Next morning little Tivvy Caspar wakes early and decides to do a bit of bird watching down at Don Valley Farm before school. He is very impressed by a tiny brown bird that swoops about the sky with a purpose. The bird sings sweetly and sensibly. The only bird he has studied before stood still with its wings folded and then sang a collection of meaningless random notes. He moves closer to get a better look but the farmer has seen him.... Farmer : Oi you ! Gerrof mi land, tha's tramplin mi weeds, I'll nivver get mi European Union Weed Growing Subsidy if tha tramples em ! Tivvy Caspar : I'm sorry, I just want to look at yer bird. Farmer : It's a robin, a fine young bird too. Tivvy Caspar : If I ad a young un ad train it. Do you know how a cud find out ow ter train em ? Farmer : Now then, a reckon tha'd need t'internet fer that. Tivvy Caspar : Oh. Our broadband access has been suspended at ome cos of our Jud downloading porn all time. Farmer : Tha'll av ter go ter library then. In tarn. So off he goes into tarn in search of knowledge. Sadly government laws on 'access for all' to public places have not been fully implemented and he struggles up the steps. Tivvy Caspar : Ah want to go on t'internet. Librarian : Have you got a card ? You can't go on the internet without a card. Have your parents filled in a form ? Tivvy Caspar : No, they ant. Librarian : Well you can't go on the internet until they have ! Tivvy Caspar : Not jus fer a little bit ? Librarian : No. Look at your hands, you're all dirty ! Tivvy Caspar : AM NOT ! It's our Jud, he's dirty-un on t'internet ! Can I av a form then. Librarian : You'll have to download one from our website. After that, little Tivvy Caspar gives in and goes to 'lend' some books from a charity shop instead. Tivvy Caspar's mum : I'm off art to pub. Ere's two bob, get thissen some pop an crisps. Little Tivvy Caspar takes the 10p coin and sighs at his mother's lack of understanding of the effects of 40 years of inflation. Tivvy Caspar : Spose I cud gerra lolly wi it.

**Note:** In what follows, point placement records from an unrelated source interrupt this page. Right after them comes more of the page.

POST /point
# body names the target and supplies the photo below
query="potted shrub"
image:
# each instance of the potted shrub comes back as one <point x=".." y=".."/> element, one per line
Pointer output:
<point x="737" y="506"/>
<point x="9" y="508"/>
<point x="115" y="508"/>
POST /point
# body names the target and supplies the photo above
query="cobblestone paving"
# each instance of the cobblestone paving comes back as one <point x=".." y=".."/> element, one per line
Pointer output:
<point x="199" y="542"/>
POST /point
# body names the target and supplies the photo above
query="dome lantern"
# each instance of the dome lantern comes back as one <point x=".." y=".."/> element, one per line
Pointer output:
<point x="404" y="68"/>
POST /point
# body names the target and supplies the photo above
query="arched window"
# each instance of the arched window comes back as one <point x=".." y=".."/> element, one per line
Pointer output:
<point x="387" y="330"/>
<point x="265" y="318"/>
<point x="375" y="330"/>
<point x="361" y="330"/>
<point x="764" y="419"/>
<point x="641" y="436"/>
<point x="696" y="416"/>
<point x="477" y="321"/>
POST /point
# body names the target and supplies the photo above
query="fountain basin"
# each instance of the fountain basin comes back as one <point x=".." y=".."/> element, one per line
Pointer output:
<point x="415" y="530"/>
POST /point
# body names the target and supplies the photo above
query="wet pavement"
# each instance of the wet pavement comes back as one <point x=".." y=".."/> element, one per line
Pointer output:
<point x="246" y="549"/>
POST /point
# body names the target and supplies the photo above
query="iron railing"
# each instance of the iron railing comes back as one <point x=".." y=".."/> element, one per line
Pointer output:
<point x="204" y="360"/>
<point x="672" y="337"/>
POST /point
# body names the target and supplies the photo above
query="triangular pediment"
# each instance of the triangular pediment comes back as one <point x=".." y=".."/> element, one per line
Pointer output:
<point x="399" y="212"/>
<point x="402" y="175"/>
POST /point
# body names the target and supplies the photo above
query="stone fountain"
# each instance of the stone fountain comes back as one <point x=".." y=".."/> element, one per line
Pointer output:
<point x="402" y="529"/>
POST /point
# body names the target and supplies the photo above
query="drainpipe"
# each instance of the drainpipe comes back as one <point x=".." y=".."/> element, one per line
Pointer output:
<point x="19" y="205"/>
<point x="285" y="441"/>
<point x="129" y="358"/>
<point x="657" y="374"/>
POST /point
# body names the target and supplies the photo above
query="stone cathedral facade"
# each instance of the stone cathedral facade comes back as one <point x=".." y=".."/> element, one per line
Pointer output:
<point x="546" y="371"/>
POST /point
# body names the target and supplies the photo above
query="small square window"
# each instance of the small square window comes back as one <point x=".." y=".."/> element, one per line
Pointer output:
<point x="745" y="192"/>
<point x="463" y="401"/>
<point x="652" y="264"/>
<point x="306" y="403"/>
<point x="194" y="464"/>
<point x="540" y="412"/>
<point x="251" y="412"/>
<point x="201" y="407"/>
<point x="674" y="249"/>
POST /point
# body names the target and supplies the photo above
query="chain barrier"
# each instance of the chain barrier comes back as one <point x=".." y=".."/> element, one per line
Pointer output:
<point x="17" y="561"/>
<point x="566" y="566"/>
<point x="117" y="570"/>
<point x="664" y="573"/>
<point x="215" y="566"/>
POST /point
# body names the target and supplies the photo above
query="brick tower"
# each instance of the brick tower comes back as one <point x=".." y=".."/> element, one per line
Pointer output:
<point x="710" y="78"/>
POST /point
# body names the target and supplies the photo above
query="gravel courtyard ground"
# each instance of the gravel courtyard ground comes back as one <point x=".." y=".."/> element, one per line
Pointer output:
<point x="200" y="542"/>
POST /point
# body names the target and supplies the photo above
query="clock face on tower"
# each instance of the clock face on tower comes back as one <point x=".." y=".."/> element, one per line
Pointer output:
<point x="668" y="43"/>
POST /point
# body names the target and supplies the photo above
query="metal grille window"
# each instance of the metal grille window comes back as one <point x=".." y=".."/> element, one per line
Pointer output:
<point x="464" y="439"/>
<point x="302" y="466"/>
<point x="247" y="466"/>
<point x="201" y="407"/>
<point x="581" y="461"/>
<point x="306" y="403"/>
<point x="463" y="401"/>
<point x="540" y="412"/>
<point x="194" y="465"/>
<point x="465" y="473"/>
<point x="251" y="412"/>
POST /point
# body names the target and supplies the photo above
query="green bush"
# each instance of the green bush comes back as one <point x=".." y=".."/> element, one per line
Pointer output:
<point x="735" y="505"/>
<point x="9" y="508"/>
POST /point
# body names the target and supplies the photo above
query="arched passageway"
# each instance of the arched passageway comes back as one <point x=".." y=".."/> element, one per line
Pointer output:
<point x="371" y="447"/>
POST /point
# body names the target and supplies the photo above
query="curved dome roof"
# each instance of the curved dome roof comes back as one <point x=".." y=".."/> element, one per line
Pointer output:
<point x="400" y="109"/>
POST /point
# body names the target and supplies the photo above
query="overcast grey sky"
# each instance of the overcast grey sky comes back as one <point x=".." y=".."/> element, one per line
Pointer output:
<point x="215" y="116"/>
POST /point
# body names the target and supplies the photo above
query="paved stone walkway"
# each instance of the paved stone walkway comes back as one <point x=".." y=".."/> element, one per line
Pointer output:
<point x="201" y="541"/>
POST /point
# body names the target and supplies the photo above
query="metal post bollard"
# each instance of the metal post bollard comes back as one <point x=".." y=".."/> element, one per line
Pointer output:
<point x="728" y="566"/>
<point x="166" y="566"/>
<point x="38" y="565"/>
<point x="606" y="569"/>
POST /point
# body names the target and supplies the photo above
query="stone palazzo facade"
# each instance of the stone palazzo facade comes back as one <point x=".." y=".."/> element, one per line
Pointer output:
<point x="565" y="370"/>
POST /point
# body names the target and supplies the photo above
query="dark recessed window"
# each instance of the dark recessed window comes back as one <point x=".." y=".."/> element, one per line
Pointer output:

=this gets even better, "our internet is suspended cos of jub downloading porn all time", f'ing class
"You can't go on the internet until you've filled in the form" "Can I have a form?" "You'll have to download one from our website!" Quality!
I-Spy books are to be relaunched by Michelin Travel Publications in Nov 2009 with 12 new titles and a further 12 in Spring 2010. Trade journal The Bookseller announced the new launch in its October issue with an interview with Michelin Commercial Director Ian Murray. Mr Murray confirms that the initial 12 titles will include I Spy Birds, Cars, Trees, On a Car Journey and On a Train Journey.
Brilliant stuff I'm going to get "I-Spy on a Car Journey" for Mrs Burgundy Red to keep her occupied on the trips to/from France.